Tezmen, kariyerine başladığı günden bu yana sıcak paranın Türkiye'nin gündeminde olduğunu belirterek, bu tür kaynakların kısa vadeli ve riskten kaçınan sermaye yapısına sahip olduğunu söyledi. “Sıcak para, genellikle konsantre ve kurumsal kaynaklardan geliyor. Kuru dengelemek için mecburen başvurulabiliyor ama bu çözüm, yeni riskler doğurabiliyor,” dedi.

Özellikle jeopolitik gelişmelerin ekonomi üzerindeki etkisine değinen Tezmen, geçmişte yaşanan krizleri hatırlatarak, dış politikadan kaynaklanan risklerin ekonomik dengeleri sarsabildiğine dikkat çekti.
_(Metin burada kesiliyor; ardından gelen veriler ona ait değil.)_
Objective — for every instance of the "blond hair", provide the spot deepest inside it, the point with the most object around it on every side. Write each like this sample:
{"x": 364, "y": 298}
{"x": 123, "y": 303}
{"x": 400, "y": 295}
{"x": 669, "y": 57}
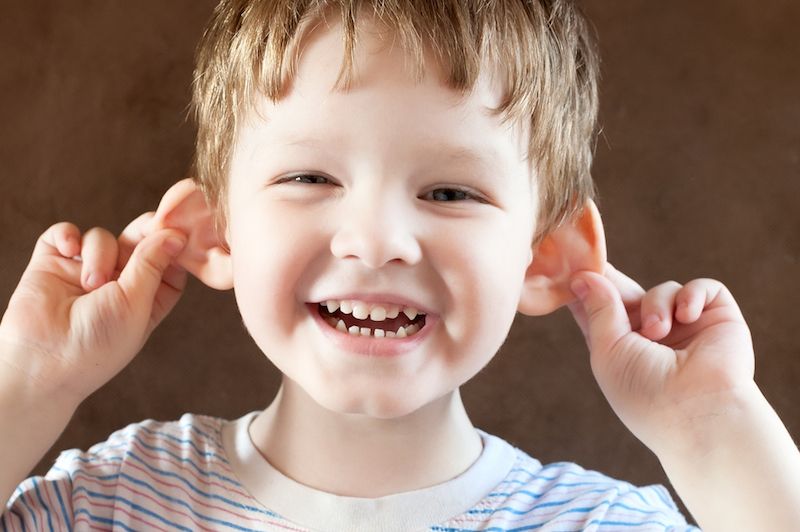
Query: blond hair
{"x": 544, "y": 50}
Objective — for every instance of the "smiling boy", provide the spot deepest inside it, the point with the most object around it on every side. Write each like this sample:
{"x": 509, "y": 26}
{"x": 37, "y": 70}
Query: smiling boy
{"x": 380, "y": 226}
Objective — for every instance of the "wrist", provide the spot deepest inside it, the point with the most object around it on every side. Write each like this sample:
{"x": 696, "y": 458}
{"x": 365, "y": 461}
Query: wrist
{"x": 737, "y": 468}
{"x": 21, "y": 388}
{"x": 720, "y": 422}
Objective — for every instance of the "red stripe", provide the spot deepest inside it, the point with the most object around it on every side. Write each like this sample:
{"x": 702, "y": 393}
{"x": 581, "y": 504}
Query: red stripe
{"x": 34, "y": 505}
{"x": 183, "y": 471}
{"x": 170, "y": 510}
{"x": 118, "y": 509}
{"x": 112, "y": 488}
{"x": 45, "y": 487}
{"x": 84, "y": 519}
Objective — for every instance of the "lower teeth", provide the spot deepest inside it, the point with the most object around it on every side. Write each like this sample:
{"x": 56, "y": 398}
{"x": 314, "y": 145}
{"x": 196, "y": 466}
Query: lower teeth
{"x": 355, "y": 330}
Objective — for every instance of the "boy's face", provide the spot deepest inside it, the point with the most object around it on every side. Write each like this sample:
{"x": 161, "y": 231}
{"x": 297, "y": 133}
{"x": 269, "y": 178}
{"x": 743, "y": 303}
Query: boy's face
{"x": 419, "y": 199}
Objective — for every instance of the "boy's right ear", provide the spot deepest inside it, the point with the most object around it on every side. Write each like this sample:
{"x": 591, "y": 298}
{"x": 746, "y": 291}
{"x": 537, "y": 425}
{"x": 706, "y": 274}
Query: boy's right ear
{"x": 206, "y": 256}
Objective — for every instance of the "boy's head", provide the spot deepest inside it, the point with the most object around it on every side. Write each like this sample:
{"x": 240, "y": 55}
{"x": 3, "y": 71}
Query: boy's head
{"x": 401, "y": 203}
{"x": 540, "y": 53}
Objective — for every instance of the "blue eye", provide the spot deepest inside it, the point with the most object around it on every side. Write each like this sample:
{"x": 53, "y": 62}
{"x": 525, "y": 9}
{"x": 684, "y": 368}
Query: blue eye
{"x": 445, "y": 194}
{"x": 307, "y": 179}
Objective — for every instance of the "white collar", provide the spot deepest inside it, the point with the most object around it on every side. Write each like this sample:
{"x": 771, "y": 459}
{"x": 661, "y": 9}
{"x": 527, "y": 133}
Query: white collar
{"x": 319, "y": 510}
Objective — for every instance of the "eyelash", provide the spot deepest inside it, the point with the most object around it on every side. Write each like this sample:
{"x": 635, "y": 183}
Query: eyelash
{"x": 463, "y": 193}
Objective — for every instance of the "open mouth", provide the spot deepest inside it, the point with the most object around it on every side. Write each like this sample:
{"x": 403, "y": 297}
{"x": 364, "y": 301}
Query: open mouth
{"x": 379, "y": 321}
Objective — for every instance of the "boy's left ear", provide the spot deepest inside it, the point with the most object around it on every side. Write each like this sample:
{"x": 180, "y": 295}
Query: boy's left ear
{"x": 206, "y": 256}
{"x": 576, "y": 245}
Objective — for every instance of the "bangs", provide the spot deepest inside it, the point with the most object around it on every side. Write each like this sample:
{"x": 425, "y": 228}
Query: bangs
{"x": 540, "y": 52}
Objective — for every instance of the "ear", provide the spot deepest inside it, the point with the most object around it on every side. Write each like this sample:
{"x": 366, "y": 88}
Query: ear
{"x": 577, "y": 245}
{"x": 184, "y": 207}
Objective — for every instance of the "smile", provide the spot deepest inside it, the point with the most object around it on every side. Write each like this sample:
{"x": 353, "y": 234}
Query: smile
{"x": 358, "y": 318}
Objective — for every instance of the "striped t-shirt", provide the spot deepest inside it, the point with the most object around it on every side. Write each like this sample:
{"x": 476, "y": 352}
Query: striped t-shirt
{"x": 204, "y": 473}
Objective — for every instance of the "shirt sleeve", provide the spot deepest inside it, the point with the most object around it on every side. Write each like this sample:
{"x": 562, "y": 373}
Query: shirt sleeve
{"x": 44, "y": 503}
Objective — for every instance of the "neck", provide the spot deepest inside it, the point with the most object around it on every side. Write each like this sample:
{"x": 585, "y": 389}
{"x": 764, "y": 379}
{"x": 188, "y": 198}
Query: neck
{"x": 359, "y": 456}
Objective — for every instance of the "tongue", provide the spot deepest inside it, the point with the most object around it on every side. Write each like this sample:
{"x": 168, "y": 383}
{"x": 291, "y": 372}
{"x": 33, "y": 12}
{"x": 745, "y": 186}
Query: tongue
{"x": 389, "y": 324}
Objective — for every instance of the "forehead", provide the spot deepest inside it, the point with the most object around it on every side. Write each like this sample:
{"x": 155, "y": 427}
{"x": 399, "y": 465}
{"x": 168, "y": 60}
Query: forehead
{"x": 384, "y": 98}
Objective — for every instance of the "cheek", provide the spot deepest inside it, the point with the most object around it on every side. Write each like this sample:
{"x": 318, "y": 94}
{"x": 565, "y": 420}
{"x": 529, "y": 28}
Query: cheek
{"x": 269, "y": 255}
Türkiye’nin düşük borçluluk oranına rağmen kredi notunun düşük tutulduğunu vurgulayan Tezmen, “Belçika gibi ülkelerde borç oranı bizden çok daha yüksekken, kredi notları ve borçlanma maliyetleri oldukça düşük. Bu durum, bize ve benzer ülkelere farklı muamele yapıldığını gösteriyor,” şeklinde konuştu.

Türkiye’nin küresel ölçekte yüksek getiri sunabilen nadir ülkelerden biri haline geldiğini söyleyen Tezmen, bu nedenle sıcak para girişinin süreceğini ancak asıl hedefin kalıcı yatırımlar olması gerektiğini vurguladı.

“Cari açığımızı azaltmak, yapısal reformlara odaklanmak zorundayız,” diyen Tezmen, çözümün kısa vadeli önlemler değil, kalıcı ekonomik dönüşümde yattığını belirtti. “Zor ama sabredilirse, sabrın sonu selamet olur. Kalıcı yatırımlarla cari fazla veren bir Türkiye mümkün,” ifadelerini kullandı.

Tezmen, sözlerini milli sermayenin desteklenmesi gerektiğini vurgulayarak tamamladı.